"Lha, iya. Siapa lagi yang kasih makan kucing-kucing ini kalau bukan kita," katanya. "Di pasar ini mereka makan sembarangan. Kasihan kan kalau kucing-kucing ini sampai jatuh sakit? Siapa yang mau mengurusnya?"
"Benar sekali itu, Bu. Ibu ini memang cerdas."
Saya lantas tanyakan dari bahan apa makanan yang dia bagikan untuk kucing-kucing itu. Ternyata si ibu bilang kalau makanan itu semua dari bahan ikan yang dia rebus dan beri bumbu penyedap. Tentu saja ikan adalah makanan pavorit para kucing. Apakah ikan-ikan itu dia beli di pasar ikan? Tidak.

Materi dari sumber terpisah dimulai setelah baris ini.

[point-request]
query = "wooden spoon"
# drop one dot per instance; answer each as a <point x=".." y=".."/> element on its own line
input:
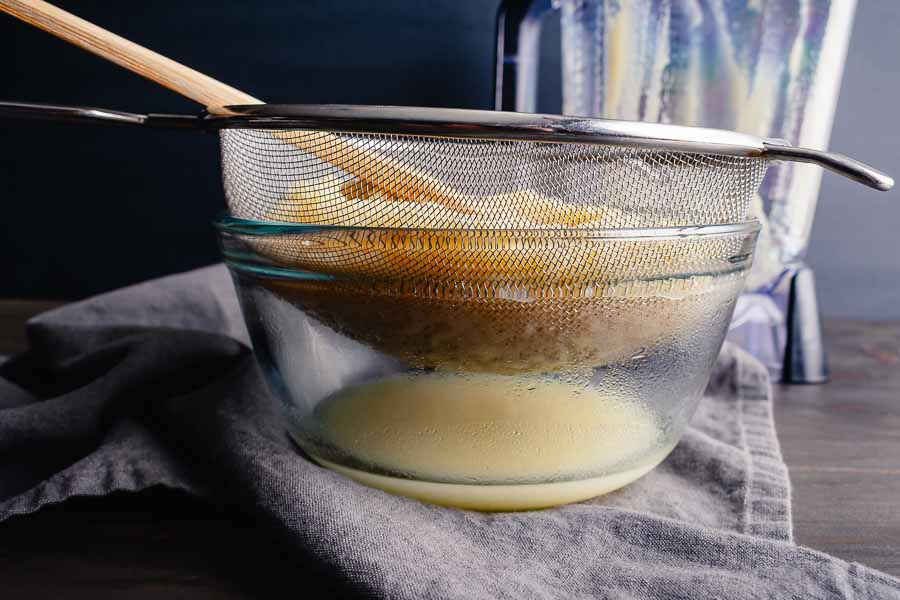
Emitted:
<point x="398" y="182"/>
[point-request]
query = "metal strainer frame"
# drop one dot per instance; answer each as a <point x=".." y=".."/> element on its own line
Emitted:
<point x="458" y="168"/>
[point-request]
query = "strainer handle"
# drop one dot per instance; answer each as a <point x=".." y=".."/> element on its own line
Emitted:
<point x="837" y="163"/>
<point x="84" y="114"/>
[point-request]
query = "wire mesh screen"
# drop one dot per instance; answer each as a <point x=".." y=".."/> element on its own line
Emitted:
<point x="376" y="180"/>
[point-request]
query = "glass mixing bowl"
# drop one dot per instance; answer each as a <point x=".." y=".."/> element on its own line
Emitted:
<point x="487" y="369"/>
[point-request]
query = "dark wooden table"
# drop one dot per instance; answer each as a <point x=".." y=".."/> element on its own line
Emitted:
<point x="841" y="442"/>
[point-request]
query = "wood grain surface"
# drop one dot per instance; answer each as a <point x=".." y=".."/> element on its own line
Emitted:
<point x="841" y="442"/>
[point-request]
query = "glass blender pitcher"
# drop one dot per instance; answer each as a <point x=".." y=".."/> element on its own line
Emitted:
<point x="771" y="68"/>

Ibu ini mendapatkan ikan-ikan yang sudah afkiran dari pedagang ikan. Di rumah ikan-ikan itu dia siangi dan bersihkan, lalu memasaknya.
"Sehari-hari Ibu ini kerjanya apa?" tanya saya lagi.
"Saya jualan di pasar ini, Mas Bro. Jual apa saja. Mblantik. Sayuran, pisang, atau apa sajalah. Saya beli barang jualannya di lantai dua pasar ini, lalu menjualnya di lantai dasar ini juga. Dagang kecil-kecilan aja, Mas Bro. Cukup-cukup untuk diri saya sendiri aja kok," jawab ibu itu, kali ini dia tersenyum.
"Asal Ibu dari mana ya?"
"Saya dari desa di sana, Mas Bro."
"Oh. Itu desa yang sangat jauh."
"Memang benar itu. Tapi saya datang ke kota ini untuk mencari anak saya. Kami sudah terpisah selama lebih dua puluh tahun."
"Apakah dia anak Ibu satu-satunya? Perempuan atau lelaki?"
"Benar, Mas Bro. Dia anak saya satu-satunya. Laki-laki."